Navy Standing Up Provisional Unit to Provide Guantanamo Guards
By Kathleen T. Rhem
American Forces Press Service
NAVAL STATION GUANTANAMO BAY, Cuba, Apr. 1, 2005 For the next 18 months to two years, the Navy will be providing a large chunk of the guards at the U.S. enemy combatant detention facility here.
"Because it's a joint mission, the Joint Staff decided it was the Navy's turn to source some of the guard-force requirements," said Navy Capt. Lewis Nygard, officer in charge of the Navy provisional guard force here. "So the Navy said, 'Aye, aye,' and marched off and said, 'We'll build this provisional guard force and man the portion of the mission down here.'"
The Navy guards here are members of the master-at-arms career field. Navy masters-at-arms specialize in law enforcement, security, force protection, and correctional custody. Nygard explained the detainee mission at Guantanamo Bay has subtle differences from the MAs' normal day-to-day duties.
"It's not a correctional job in which we're trying to rehabilitate a sailor who has gone wrong and made a mistake and is being disciplined for that mistake," Nygard said. "We're here for the safe and humane treatment of detainees for the period in which we're assigned the mission."
Sailors in the provisional guard force typically are deployed here for six months. Nygard said the sailors arriving here now likely will be followed by at least two more rotations of other sailors.
The Navy doesn't have deployable units of masters-at-arms. Sailors in this specialty generally are assigned to bases and ships in relatively small numbers. The service is filling the requirement for more than 600 sailors on this mission by taking individual sailors and small groups from units throughout the world.
"Those sailors then are coming from commands all over the world, from shore stations in Italy to England to Japan to Guam, and ships from both coasts and both fleets," Nygard said.
"It is a large portion of the master-at-arms field," he added. "But the Navy's decided that they can commit those forces to the mission basically by taking onesies, twosies, up to five and six from different forces."
The selected sailors were sent to Naval Air Station Jacksonville, Fla., where they formed into five companies, and performed predeployment activities and started their training.
"Since we don't have companies of MAs sitting around ready to deploy, we needed to form something that fit the mission," Nygard said.

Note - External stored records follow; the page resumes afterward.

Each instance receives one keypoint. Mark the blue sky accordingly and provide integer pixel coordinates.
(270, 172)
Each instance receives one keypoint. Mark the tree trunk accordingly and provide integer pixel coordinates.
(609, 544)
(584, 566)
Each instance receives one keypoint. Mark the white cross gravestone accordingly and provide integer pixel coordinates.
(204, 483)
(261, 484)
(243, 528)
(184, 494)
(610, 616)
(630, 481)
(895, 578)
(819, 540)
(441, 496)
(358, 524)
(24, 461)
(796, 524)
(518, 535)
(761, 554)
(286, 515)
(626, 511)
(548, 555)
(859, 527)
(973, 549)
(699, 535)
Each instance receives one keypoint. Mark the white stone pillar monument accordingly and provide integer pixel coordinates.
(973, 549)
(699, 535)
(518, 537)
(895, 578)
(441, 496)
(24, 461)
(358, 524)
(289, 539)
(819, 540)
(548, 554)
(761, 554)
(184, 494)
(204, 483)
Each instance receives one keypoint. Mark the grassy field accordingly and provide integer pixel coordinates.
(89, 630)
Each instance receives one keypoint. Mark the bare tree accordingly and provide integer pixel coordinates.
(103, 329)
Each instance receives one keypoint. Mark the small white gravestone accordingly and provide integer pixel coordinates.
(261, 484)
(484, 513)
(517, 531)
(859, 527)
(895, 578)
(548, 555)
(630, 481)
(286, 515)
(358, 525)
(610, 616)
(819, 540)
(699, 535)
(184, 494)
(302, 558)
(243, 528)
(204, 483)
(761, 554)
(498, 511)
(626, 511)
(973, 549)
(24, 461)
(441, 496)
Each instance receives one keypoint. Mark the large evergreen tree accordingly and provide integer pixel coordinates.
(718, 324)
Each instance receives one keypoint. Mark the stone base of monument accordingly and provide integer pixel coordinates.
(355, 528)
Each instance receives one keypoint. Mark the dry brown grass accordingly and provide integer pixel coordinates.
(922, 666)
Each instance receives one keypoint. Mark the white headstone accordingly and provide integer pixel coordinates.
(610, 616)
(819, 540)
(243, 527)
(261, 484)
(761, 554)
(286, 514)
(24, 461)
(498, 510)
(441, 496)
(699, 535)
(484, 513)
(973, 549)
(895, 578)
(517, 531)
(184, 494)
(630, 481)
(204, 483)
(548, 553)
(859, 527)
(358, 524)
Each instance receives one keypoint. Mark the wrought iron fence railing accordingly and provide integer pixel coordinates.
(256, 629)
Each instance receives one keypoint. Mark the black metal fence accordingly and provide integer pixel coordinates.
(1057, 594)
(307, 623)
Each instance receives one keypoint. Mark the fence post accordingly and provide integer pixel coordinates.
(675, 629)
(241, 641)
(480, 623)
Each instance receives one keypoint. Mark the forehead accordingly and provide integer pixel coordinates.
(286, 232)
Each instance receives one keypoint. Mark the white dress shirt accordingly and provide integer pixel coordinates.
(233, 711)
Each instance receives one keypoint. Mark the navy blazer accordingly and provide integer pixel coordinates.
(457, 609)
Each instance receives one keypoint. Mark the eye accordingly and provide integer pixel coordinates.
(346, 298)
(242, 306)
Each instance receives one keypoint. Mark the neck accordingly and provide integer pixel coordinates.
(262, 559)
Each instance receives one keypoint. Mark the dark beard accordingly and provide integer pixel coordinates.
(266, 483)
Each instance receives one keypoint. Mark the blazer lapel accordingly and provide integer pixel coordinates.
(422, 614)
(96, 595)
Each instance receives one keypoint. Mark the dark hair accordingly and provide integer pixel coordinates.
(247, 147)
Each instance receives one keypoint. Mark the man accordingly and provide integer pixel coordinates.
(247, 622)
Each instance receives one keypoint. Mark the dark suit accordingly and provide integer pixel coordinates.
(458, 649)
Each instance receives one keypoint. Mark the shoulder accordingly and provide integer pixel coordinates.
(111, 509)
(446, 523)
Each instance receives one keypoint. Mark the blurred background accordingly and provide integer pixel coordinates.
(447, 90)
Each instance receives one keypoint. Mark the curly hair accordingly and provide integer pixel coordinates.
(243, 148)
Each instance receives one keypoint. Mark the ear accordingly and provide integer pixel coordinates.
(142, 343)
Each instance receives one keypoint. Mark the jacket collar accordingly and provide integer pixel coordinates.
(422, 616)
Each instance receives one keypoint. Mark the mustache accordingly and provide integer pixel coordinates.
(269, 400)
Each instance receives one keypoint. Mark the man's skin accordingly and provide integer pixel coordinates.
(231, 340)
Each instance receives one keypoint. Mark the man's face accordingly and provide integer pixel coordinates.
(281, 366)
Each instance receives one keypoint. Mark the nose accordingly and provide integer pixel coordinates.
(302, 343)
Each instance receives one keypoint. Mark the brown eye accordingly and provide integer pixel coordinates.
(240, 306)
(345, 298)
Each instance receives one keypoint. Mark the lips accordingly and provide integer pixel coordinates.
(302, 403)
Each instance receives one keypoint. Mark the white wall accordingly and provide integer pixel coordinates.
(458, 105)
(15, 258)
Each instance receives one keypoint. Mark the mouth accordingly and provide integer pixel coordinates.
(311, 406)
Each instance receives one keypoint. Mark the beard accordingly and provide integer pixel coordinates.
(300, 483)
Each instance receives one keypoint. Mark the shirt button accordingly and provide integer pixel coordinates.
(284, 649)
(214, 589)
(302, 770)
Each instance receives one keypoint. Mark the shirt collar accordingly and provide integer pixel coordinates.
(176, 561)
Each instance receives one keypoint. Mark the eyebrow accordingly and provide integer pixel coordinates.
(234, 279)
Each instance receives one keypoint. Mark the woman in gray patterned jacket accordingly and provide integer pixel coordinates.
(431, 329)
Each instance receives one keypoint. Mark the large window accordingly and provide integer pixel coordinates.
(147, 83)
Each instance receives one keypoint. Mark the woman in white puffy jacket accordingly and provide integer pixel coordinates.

From Jacksonville, the companies went to Fort Lewis, an Army base in Washington state, for further training in detention operations.
The captain explained the sailors were trained using a "crawl, walk, run" philosophy. They first learned individual tasks they would need, then worked on putting them together into a unit mission, and finally ran through "situational training exercises," in which they practiced dealing with scenarios possible in the detention facility.
A sailor here who recently completed the training at Fort Lewis said the situational training exercise was the most interesting thing he's experienced in his year in the Navy.
"I've never experienced anything like that before," said Seaman Andrew Ellenberger. "We had two days of some very, very intense training to learn how to deal with the different stresses that we may encounter down here."
Ellenberger said the first day of the STX was frightening. "I was like, 'Oh my God, what did I sign up for?' But after I talked to a few people that had already been down here, they said that (scenario portrayed potentially the) absolute worst day down here. It probably will never happen," he said.
Nygard said the intense training was valuable "in getting the sailors into the right mindset for what they needed to come down here for."
To date, three companies of Navy guards have assumed their duties "inside the wire" at Guantanamo Bay. The two remaining companies are completing their training at Fort Lewis and preparing to deploy. Nygard said the entire provisional force will have assumed their duties here by mid-April.
He also had a message for the sailors' families and loved ones. "Your sailors are performing marvelously down here, and they're doing what the country has asked them to do," he said. "And to a man or woman, they're proud to be serving the country.